Posted by Sandra Kozlowski at 11:58 PM
Tuesday, June 7, 2011
Yesterday, a friend posted an article on facebook about what NOT to say to Stay-At-Home moms. It got a giggle out of a lot of my friends while at the same time being OH SO TRUE. As a SAHM, I can say that all too often I get that remark that cuts to the core of what I do. I will hear: "well, since you have all this free time, could you....." or "it must be nice to have a husband that makes so much money" or any number of other statements. I often smile and let these comments roll of my back, but they do hurt sometimes.
That last statement, the husband one, made the list in the article (well, both of them did) and that got me thinking. What about the dads whose wives stay at home? We, as SAHM, go on and on about how hard our jobs are (and they are...very much), but how hard is it on most of our husbands to be married to a SAHM??
It is a common misconception that if a woman stays home to take care of house and children that the husband must be making a whole heck of a lot of money. I do not, though, know many SAHMs where this is true. Almost all of my friends who are at home face the same monthly, weekly, and daily money stresses that I do. We are not rolling in the dough, getting manicures weekly, going shopping and having tea at fancy restaurants.
So, speaking in my own situation, where does this leave my husband. Well, he is under tremendous pressure to provide for his family. He is the sole provider. His job holds our insurance plans. His paycheck puts food on our table, keeps our electricity working, and keeps clothes on our backs. He must pay all the bills including the daunting house payment. If he makes the slightest misjudgement in his financial plan, the whole house could fall a part. If he makes the wrong person mad at work, we could be on the street. That is a lot of pressure to put on one person. A man finds satisfaction and pride in providing for his family and if he fails, it is a LARGE blow to him.
What about the pressures for peers on why he has to provide everything. He has heard from other people, why isn't your wife working. As a husband and dad, he gets the same grief I do.
Why do we get grief? We have both talked about this subject often and we both agree that our priority is the raising of our children. I offered to go to work when Daniel entered school, but Matt adamantly objected stating that he wanted me to be there for the kids.
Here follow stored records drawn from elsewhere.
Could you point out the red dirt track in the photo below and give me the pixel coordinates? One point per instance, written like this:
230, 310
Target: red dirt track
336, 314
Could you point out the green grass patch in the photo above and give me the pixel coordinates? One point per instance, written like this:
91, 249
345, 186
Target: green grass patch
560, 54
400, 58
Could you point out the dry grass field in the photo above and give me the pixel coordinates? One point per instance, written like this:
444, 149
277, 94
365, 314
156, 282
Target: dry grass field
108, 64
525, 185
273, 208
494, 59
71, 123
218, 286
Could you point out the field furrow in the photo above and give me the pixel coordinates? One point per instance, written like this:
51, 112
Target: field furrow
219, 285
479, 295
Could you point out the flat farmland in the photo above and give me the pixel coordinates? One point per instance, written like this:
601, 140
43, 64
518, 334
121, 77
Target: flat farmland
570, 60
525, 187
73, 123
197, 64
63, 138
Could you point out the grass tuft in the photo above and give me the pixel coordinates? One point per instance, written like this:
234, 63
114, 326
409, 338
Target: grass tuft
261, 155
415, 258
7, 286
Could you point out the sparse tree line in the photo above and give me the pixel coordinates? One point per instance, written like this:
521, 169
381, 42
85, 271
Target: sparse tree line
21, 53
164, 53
What about part time? NO!!! (and, of course, I started to homeschool Sierra which shut that door)
I see how the pressures of being married to a SAHM affects at least one husband/father. I want to give a shout out to all those dads out there that share the sacrifices in providing that one income....whether it be small, medium, or large. It is not the rewards in the here and now that we are sowing...it is the future and heavenly rewards we are sowing.
And, for the record, my husband works VERY hard to keep me as a SAHM and is far from "rich". His salary provides us with what we need and little more. We sacrifice a lot to live as we do. It is often hard....there are tears....there are clenched stomachs as we try to figure out how we are going to do it.........and there is LOVE, JOY and PEACE as we see the sense of security and love on each of our kids faces. Ask our kids if they would rather have the benefit of 2 salaries over having their mom at home with them and they will ALWAYS say NO.
So, don't be condescending to the SAHM or the husband of a SAHM. And give those dads a fist bump or a shoulder pat of encouragement. They work hard or harder to provide that place of security and love for their children....they are the SAHM's biggest fan and best support.